What, asks Crichton, makes something deemed “paranormal” actually paranormal? The term literally means “above normal,” but who is to say that that’s the truth? Crichton boldly asserts that maybe something like seeing auras or communicating with lost souls is in fact normal, but a skill that we as humans lost long ago, or simply forgot how to do. What if all these things we consider outrageous or outside of reality are actually normal facets of the world that we simply haven’t studied long enough? We’re all aware that children can do some strange things, often seeming to be staring at things we can’t see or communicating with “imaginary friends.” What if this is more than play and in fact them performing some sort of extrasensory task, something they’re able to do because 1) they are children and more sensitive to it; or 2) they are children and we haven’t quite beaten the belief in paranormal activity out of them.
Many of the medical procedures and equipment we have today were deemed impossible or outrageous only a few years ago. Before we had the concrete proof, these things seemed paranormal as well, and yet we now have them. What if hypnotism is the same thing?
With statements and claims like this, there of course is talk of fraud. But tell me this, what field or profession doesn’t have frauds? Jayson Blair was ousted from The New York Times for plagiarism, fraudulent journalism. Doctors are constantly having their licenses revoked for medical malpractice, practicing fraudulent medicinal practices. It only follows that if you go to a psychic, chances are you could get a fraud. But just because it’s easier to spot fakers in situations involving the paranormal doesn’t mean they’re all liars.
This is a subject that’s always interested me, but there truly is no way to approach any sort of rational experimentation or analysis of it because we are so culturally chastised for even giving a semblance of credence to it. You meditate and talk to cactuses? Oh, you’re weird. Chances are, Michael Crichton didn’t actually talk to a cactus, but he got some sort of experience out of it, so who’s to say what actually happened? Perhaps the collision of energies within Crichton himself and forces being given off by the cactus caused some sort of sensory experience that simulated a conversation?
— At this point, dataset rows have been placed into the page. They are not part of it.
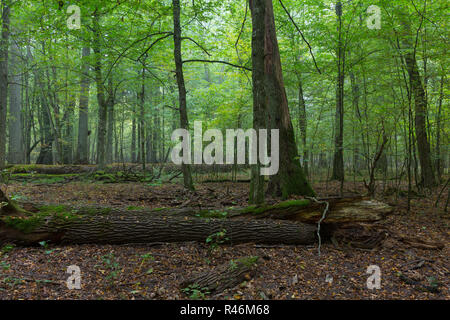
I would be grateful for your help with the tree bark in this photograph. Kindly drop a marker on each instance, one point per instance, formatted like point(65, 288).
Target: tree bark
point(132, 228)
point(250, 224)
point(82, 156)
point(290, 179)
point(258, 9)
point(15, 146)
point(338, 159)
point(4, 44)
point(102, 103)
point(187, 176)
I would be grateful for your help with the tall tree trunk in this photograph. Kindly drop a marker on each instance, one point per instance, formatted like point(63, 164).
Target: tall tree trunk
point(142, 121)
point(133, 135)
point(4, 43)
point(258, 10)
point(438, 131)
point(303, 124)
point(102, 104)
point(290, 178)
point(187, 176)
point(111, 122)
point(427, 175)
point(338, 159)
point(82, 156)
point(47, 137)
point(15, 146)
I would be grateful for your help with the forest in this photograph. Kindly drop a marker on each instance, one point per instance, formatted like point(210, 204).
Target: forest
point(224, 150)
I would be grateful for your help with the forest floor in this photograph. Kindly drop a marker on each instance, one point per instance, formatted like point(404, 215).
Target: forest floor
point(155, 271)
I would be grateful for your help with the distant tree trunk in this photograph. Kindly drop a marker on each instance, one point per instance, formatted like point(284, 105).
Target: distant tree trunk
point(258, 10)
point(47, 138)
point(427, 175)
point(111, 122)
point(303, 124)
point(142, 121)
point(102, 104)
point(290, 178)
point(357, 161)
point(15, 152)
point(68, 130)
point(438, 132)
point(133, 135)
point(187, 176)
point(4, 43)
point(338, 159)
point(83, 113)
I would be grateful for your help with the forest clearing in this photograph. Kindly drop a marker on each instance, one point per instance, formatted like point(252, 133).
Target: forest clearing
point(224, 150)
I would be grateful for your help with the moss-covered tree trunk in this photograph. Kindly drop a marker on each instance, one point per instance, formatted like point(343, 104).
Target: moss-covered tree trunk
point(141, 228)
point(259, 224)
point(290, 179)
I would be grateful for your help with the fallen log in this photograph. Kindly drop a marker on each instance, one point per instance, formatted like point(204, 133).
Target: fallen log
point(139, 228)
point(262, 225)
point(223, 277)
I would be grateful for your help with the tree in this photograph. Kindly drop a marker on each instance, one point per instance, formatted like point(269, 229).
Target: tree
point(82, 155)
point(15, 145)
point(4, 45)
point(101, 98)
point(290, 179)
point(338, 158)
point(184, 122)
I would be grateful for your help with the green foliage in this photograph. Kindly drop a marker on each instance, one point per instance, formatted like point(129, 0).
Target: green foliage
point(216, 239)
point(111, 263)
point(194, 292)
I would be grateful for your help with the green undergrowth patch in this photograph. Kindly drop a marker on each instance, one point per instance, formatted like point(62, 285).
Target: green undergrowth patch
point(31, 221)
point(217, 214)
point(282, 205)
point(248, 262)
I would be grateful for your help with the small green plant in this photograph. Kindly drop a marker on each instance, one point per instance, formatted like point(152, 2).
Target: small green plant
point(216, 239)
point(113, 267)
point(44, 244)
point(5, 266)
point(7, 248)
point(146, 257)
point(194, 292)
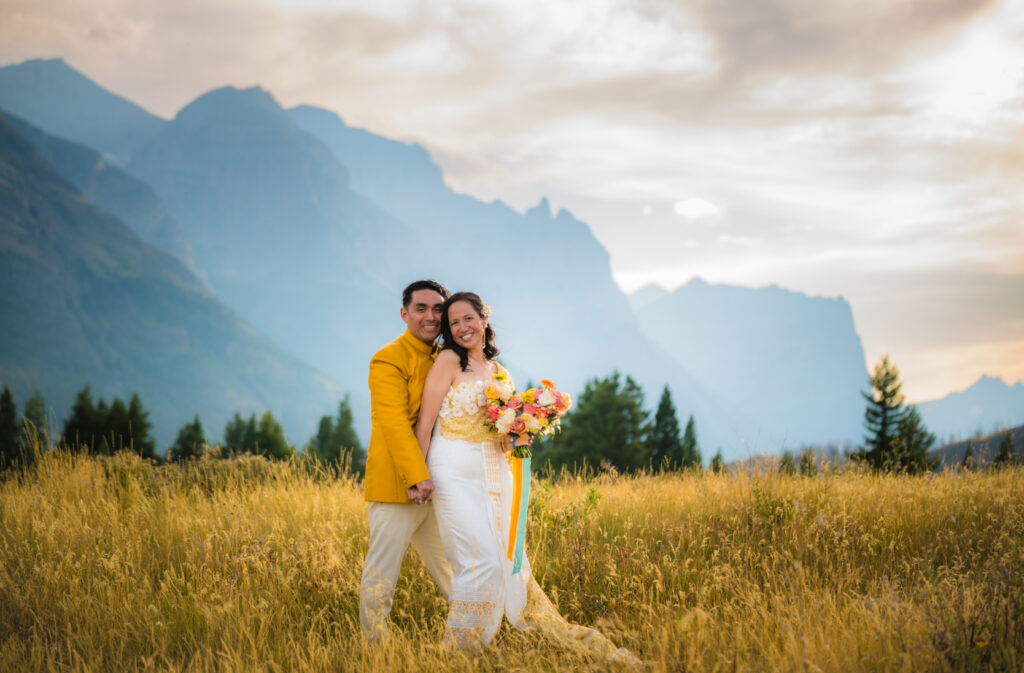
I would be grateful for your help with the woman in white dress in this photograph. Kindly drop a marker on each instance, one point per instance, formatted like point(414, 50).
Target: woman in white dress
point(473, 494)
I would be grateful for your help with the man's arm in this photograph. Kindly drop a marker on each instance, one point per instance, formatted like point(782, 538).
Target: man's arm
point(389, 407)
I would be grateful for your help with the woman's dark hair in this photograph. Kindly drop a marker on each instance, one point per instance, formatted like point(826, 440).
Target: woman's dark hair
point(407, 294)
point(489, 349)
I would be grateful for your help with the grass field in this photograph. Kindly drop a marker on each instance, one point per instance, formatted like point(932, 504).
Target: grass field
point(244, 565)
We can’t toss things like this aside and label them all examples of mystical, New Agey hocus pocus. We need to do more analysis, more research, because who knows what we’ll find. Perhaps a séance isn’t some blasphemous, outlandish concept. Maybe it’s simply a remnant of a time when we weren’t so quick to dismiss anything that doesn’t have to do with our morning lattes or living life only in the pursuit of financial gain. Maybe what we consider paranormal is actually evidence of a time when we were better.
If I end up going to that psychic, I'll let you know.